Make them short, so they are easy to read, but not so short that they are useless.

Make them stand out, usually by bolding, so they are easy to see and to find, when flipping through your guide or manual.

Think paragraphs. I am writing this post in paragraphs. But many people don’t read paragraphs well. Perhaps they aren’t comfortable reading, perhaps they think it takes too long, or perhaps they are visual learners. Whatever the reason, many people don’t read paragraphs well. Even those who do, sometimes find paragraphs hard to read because they are dense. So what can you do to make the information more accessible in a paragraph?

Use block-style paragraphs, which are short. They get the information across. And multiple ideas don’t get lost in a long paragraph.

Use both headings and subheadings. (See as an example the questions and the “think” declarations in this post.)

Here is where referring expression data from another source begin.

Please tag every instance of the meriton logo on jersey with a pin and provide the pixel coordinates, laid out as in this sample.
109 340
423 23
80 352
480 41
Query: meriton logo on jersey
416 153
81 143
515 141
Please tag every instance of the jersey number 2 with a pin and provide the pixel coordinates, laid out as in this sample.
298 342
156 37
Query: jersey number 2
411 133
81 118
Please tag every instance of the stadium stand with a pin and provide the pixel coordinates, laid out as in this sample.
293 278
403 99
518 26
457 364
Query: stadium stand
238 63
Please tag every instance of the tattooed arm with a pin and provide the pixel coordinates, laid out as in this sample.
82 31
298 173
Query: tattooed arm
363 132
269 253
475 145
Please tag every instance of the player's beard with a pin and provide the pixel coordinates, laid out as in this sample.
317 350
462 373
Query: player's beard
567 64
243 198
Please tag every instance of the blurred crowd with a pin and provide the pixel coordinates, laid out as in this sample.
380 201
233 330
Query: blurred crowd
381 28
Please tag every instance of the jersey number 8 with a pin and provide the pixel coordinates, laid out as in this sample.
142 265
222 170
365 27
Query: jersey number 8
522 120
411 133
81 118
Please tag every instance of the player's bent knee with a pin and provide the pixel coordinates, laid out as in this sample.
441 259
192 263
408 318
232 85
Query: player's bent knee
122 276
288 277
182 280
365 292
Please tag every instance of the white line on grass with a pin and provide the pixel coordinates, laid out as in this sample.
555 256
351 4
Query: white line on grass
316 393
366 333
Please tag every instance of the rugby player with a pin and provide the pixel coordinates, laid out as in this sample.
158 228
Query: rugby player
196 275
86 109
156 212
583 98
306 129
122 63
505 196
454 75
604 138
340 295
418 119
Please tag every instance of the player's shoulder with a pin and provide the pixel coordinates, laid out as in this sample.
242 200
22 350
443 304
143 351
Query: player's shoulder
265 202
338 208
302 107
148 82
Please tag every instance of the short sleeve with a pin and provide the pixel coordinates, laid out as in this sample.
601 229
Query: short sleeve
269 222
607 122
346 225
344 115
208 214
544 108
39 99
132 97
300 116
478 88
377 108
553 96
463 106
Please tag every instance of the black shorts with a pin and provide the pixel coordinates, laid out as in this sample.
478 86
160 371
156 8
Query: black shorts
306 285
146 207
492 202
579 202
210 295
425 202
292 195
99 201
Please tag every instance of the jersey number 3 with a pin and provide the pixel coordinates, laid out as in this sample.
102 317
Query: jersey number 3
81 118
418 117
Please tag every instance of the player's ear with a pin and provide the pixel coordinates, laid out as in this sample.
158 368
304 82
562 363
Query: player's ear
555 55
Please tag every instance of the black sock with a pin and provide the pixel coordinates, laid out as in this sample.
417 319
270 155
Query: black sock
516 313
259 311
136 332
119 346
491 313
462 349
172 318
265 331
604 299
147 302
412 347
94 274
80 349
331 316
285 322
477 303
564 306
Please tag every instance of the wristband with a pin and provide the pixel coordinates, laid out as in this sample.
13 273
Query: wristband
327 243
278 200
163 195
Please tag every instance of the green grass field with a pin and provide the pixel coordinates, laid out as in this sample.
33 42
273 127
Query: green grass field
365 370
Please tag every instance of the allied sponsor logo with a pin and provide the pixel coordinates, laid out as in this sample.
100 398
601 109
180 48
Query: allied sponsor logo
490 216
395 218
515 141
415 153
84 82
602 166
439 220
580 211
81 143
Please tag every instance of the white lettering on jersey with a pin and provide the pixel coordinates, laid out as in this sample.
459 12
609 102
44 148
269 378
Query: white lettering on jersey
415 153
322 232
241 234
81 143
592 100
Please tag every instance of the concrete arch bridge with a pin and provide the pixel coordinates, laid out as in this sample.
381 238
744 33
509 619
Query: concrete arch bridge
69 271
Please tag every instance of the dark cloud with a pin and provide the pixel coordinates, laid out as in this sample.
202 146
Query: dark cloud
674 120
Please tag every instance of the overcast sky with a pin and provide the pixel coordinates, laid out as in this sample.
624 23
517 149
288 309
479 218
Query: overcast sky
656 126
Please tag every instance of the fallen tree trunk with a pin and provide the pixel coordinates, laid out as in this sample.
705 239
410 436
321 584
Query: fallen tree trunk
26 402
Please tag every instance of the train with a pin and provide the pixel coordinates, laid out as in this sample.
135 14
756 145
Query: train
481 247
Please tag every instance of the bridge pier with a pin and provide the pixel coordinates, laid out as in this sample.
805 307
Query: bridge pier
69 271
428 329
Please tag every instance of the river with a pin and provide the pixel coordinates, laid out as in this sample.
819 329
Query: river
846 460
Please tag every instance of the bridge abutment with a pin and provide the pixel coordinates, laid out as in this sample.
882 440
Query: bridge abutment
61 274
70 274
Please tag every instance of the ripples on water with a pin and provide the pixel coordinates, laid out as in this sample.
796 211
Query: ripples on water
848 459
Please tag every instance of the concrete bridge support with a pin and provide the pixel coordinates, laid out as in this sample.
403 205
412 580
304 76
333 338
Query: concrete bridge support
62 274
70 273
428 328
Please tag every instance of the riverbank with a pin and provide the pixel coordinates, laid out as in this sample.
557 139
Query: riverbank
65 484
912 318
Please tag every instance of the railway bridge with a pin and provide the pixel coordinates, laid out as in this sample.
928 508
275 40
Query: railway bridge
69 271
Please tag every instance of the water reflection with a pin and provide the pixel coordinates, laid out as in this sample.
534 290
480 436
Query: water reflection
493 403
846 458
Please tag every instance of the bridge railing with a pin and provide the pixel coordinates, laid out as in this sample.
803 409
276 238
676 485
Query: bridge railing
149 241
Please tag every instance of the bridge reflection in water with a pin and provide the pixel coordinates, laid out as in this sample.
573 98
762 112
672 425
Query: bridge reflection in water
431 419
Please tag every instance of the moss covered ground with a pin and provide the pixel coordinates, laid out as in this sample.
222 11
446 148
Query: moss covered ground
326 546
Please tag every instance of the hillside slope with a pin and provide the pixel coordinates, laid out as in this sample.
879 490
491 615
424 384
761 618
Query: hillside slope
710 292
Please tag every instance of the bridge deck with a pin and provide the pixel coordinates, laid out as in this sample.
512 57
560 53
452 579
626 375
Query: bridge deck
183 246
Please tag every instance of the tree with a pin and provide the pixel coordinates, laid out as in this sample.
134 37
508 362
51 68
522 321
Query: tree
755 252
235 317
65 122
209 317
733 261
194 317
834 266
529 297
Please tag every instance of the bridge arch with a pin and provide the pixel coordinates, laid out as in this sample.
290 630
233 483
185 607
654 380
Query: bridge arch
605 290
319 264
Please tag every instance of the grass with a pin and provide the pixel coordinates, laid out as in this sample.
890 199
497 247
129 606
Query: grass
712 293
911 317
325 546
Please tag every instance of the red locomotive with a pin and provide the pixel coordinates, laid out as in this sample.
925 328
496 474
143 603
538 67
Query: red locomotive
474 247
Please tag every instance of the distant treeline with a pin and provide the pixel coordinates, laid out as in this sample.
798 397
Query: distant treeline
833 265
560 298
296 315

Think lists. You can write the information in lists. You can number these, if something happens to need to be done in a particular order. Or you can put the list in bullets, if there is no necessary order.

This can be done well (such as in Dr. Clark’s bullet points under “Evaluation” on the assignment guide) or it can be done horribly (such as in an employee manual which said you should read and follow “these rules,” which included stealing, poor workmanship, and willful destruction of company property in its numbered list).

Think fonts. Serif (or footed) fonts, where the capital I and the lowercase l do not look the same, are more easily read. Large sizes of fonts (or perhaps I should say reasonably large sizes) help reading.

Italics are harder to read. Use them sparingly.

All capitals are also harder to read. And they now mean “I am yelling.” So avoid them.

Think color. Color draws attention to whatever is in color.

If you have a screen shot or a picture of how to do something, it is great if you can have it in color. People look at color. However, you can go too far with this. If everything in the text is a different color, the color no longer draws attention.

Also, you need to think of color if you are writing on the net. A black background with white letters may look cool (a blogging mathematician thought so and switched his blog to a theme with that), but it is hard to read. A bright blue background with yellow letters is even harder to read, but I’ve seen those, too. I don’t even bother trying to read sites like that.

Think graphics. Any graphics used are supposed to emphasize or clarify written content.

A screen shot of what should be on the computer at this stage is useful for technical manuals or guides to how to install or use software.

If you are discussing how to tie ties, pictures of how to tie a Windsor, an ascot, or the cross knot can be useful.

A diagram can be used instead of or in addition to a verbal description to explain a process, for example.

They are not usually included as decoration.

However, sometimes simple decoration can be good. My church puts the words to music up on huge screens at the sides of the auditorium. And they use a pretty background around the words. Why? It doesn’t add anything to the song “Here I am to worship” if there is a purple background with flowers growing out of the left side of the screen. But it is nicer to look at. And that is its job. The purple and the flowers are to make the screen nicer to look at. People love beauty. So they make the screen on which the words appear beautiful.